Tesla (NASDAQ:TSLA) is expected to announce its second-quarter deliveries on Tuesday. The EV major’s vehicle deliveries are projected to fall by 3.7%, marking the first consecutive quarterly decline. The company is facing intensifying competition in China and a slowdown in demand for its vehicles.

According to a Reuters report, analysts estimate that Tesla will deliver 438,019 vehicles in the second quarter.

Tesla Is Facing Rising Challenges

Earlier this year, the company warned of lower vehicle deliveries due to challenges following years of rapid growth. As consumers shift to cheaper hybrids, Tesla is left with higher inventory, leading TSLA to slash prices and offer more incentives like cheaper financing and leases.

In China, Tesla faces stiff competition from local companies like XPeng (NYSE:XPEV) and a consumer shift to locally manufactured EVs or hybrid vehicles. Tesla’s revenues from China declined by 6.1% year-over-year in Q1 to $4.6 billion.

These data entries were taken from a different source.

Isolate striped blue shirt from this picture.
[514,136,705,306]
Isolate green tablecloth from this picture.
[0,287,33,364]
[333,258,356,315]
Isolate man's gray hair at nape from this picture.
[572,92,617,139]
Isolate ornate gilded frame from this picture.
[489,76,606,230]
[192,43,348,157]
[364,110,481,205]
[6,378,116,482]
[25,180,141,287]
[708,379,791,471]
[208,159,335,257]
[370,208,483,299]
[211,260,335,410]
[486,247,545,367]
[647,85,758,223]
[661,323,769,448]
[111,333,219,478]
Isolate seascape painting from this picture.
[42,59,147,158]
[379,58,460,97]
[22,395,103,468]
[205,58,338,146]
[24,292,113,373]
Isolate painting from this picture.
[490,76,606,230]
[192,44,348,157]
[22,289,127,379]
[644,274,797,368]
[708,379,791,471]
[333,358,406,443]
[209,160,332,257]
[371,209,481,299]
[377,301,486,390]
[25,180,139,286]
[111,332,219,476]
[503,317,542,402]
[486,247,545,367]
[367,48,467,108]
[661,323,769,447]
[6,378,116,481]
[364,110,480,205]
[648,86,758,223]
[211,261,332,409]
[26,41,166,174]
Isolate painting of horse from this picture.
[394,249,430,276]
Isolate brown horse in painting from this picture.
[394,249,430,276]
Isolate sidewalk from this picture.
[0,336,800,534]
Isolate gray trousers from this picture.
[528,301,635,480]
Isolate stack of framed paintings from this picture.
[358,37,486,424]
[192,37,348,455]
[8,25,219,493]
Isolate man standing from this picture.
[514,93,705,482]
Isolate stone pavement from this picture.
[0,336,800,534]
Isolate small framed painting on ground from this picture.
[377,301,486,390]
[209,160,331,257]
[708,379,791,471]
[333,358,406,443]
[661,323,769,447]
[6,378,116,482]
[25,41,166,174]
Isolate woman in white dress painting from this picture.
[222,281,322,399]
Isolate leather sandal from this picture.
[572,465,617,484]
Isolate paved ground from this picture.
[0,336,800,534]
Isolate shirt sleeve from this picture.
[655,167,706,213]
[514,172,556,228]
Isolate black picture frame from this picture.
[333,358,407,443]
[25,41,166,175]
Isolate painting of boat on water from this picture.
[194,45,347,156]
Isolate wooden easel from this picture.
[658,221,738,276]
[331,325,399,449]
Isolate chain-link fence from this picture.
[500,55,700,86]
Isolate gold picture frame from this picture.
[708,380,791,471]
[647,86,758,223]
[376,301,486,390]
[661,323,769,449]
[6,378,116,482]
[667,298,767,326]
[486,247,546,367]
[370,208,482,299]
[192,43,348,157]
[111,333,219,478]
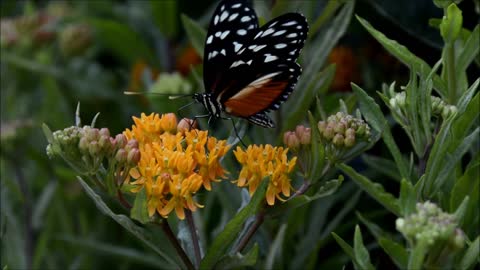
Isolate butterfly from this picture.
[193,0,308,128]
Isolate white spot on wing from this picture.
[237,29,247,36]
[220,10,228,22]
[272,30,287,37]
[282,21,297,26]
[265,53,278,63]
[220,30,230,39]
[262,28,275,37]
[240,16,252,22]
[228,13,238,22]
[233,41,243,52]
[207,35,213,44]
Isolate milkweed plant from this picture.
[36,1,480,269]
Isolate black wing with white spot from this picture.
[215,13,308,116]
[203,0,258,93]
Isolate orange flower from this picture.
[234,144,297,205]
[124,113,230,219]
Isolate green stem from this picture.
[185,209,202,267]
[445,42,457,105]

In the first quarter, China’s share of TSLA’s revenues was more than 20%.

Furthermore, earlier this year, TSLA’s CEO Elon Musk shelved plans for a new, cheaper electric car to focus on robotaxis, raising investor concerns about whether the company will be able to perfect autonomous technology.

Is Tesla a Buy or Sell?

Analysts remain sidelined about TSLA stock, with a Hold consensus rating based on 12 Buys, 14 Holds, and eight Sells. Over the past year, TSLA has declined by more than 20%, and the average TSLA price target of $182.10 implies a downside potential of 13.4% from current levels.